Vigil offers opportunities for healing, rememberance of FedEx shooting victims

Keywords Crime / FedEx

More than 200 people, including local, state and federal officials, gathered Saturday evening to mourn the eight victims of Thursday’s mass shooting at a FedEx facility on the city’s west side.

The gathering, held at Krannert Park, was the first opportunity for many employees to see one another since the shooting occurred late Thursday night.

The hour-long event included remarks from city leaders like Mayor Joe Hogsett and City-County Council President Vop Osili, Indianapolis Metropolitan Police Department Chief Randal Taylor and Rep. Andre Carson, whose district includes much of the city.

The vigil came about 43 hours after police say former employee Brandon Hole opened fire in the parking lot at the FedEx Ground center at 8951 Mirabel Road and then inside the building, killing eight before turning the gun on himself. The facility has been closed since the shooting.

Erica Carrico, who has worked at the facility for 10 years and finished her shift shortly before the shooting began, said she attended the vigil to mourn the loss of her coworkers. She said she knew one of the eight victims, 74-year-old John Weisert.

“It’s strange. It’s like everybody’s a little off,” Carrico said of the atmosphere at the vigil. “A lot of us are traumatized right now.”

Carrio said Weisert went by his middle name, Steve, with his coworkers.

“He was the sweetest man you could ever know,” she said. “He gave everybody their own nickname, and he remembered all of them.”

The vigil included opportunities for families and friends of victims to mourn together and to remember their loved ones, and included speeches from several local officials. Comfort dogs from the Chicago-based Lutheran Church Charities crisis response group were also on-site, along with wooden hearts for vigil participants to sign. The hearts will be given to the families of the victims.

Vicky South, another FedEx employee, said she knew five of the victims. She said having the opportunity to mourn with coworkers will likely help her with the grieving process.

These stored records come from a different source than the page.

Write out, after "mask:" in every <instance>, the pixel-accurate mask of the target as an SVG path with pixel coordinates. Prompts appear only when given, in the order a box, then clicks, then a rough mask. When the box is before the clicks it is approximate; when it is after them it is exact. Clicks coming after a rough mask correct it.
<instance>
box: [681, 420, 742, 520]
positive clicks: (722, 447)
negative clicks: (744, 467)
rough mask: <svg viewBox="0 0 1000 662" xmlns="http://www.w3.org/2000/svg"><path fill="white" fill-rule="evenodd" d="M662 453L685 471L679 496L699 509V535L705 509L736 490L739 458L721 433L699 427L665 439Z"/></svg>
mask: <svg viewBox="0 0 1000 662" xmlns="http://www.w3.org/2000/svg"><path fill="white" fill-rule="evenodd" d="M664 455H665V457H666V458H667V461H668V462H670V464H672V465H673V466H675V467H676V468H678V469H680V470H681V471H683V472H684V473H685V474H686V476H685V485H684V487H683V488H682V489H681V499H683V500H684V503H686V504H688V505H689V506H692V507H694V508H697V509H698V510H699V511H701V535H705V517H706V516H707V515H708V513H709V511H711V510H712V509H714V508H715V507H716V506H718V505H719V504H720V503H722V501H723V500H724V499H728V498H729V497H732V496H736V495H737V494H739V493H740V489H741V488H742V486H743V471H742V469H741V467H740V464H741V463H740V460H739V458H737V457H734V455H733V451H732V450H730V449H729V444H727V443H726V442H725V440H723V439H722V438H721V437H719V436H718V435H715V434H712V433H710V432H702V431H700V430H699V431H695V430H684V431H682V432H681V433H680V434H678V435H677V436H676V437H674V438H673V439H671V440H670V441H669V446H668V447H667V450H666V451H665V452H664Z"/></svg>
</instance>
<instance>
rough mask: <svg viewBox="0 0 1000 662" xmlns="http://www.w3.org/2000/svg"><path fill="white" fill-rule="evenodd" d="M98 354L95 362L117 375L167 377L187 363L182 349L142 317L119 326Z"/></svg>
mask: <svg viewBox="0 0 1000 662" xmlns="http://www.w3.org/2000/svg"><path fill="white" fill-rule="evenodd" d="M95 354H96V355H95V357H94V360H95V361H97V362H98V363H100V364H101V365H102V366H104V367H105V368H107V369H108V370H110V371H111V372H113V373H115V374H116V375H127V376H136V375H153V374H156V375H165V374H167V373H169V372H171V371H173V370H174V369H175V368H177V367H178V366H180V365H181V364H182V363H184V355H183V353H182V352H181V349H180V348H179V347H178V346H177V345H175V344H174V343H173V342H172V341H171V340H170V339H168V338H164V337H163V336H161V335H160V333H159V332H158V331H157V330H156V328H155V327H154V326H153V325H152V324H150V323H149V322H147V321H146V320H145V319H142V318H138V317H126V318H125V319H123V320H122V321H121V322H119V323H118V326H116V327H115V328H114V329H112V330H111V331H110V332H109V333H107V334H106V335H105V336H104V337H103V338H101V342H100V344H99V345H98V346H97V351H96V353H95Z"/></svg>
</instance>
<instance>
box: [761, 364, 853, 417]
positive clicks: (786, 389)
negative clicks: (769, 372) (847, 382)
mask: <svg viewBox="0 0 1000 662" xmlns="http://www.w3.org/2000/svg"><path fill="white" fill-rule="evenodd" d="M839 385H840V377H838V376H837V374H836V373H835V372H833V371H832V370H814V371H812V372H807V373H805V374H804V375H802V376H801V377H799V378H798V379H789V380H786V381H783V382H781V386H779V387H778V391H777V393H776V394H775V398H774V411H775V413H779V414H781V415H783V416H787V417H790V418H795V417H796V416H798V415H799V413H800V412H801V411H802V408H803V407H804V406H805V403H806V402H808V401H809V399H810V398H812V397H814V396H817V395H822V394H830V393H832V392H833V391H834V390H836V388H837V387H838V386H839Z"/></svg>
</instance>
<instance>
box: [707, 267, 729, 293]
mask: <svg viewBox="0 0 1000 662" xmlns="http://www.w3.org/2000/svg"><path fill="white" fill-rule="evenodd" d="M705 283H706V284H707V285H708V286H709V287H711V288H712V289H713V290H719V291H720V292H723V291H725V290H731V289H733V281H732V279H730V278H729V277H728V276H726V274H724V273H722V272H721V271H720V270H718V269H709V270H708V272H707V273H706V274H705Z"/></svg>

“It felt good to see the ones here—very comforting,” she said. “To know they’re okay. It’s comforting to be all together and to support each other during this.”

She also said she was thankful for the words shared by local officials and to see up close how they’re being affected by the shooting.

“It was a little uplifting to hear … because I was very sad and upset before I came here,” said South, who added she doesn’t know how she’ll react when she returns to the building for the first time.

“I won’t know until I pull into that parking lot. And to be honest, I’m liable to turn around and drive right back out. I don’t know.” She said.

IMPD’s Taylor shared with those gathered how challenging the last few days have been for him personally, calling the situation one of the toughest of his three-decade law enforcement career.

He later told IBJ that when he got home from speaking with families of the victims he and his wife took time to mourn.

“When you’re dealing with eight families, one coming in after another, to get the official bad news, it was tough, it was very tough,” he said. “And you have to be strong in that situation.

“But when I got home, I had to let it go. It’s one thing to vent to other officers, and that’s helpful. My wife and I had some time, when I got home to her, where we just cried.”

Another vigil is planned for Sunday at 7 p.m. on the steps of Beech Grove City Hall at 802 Main Street.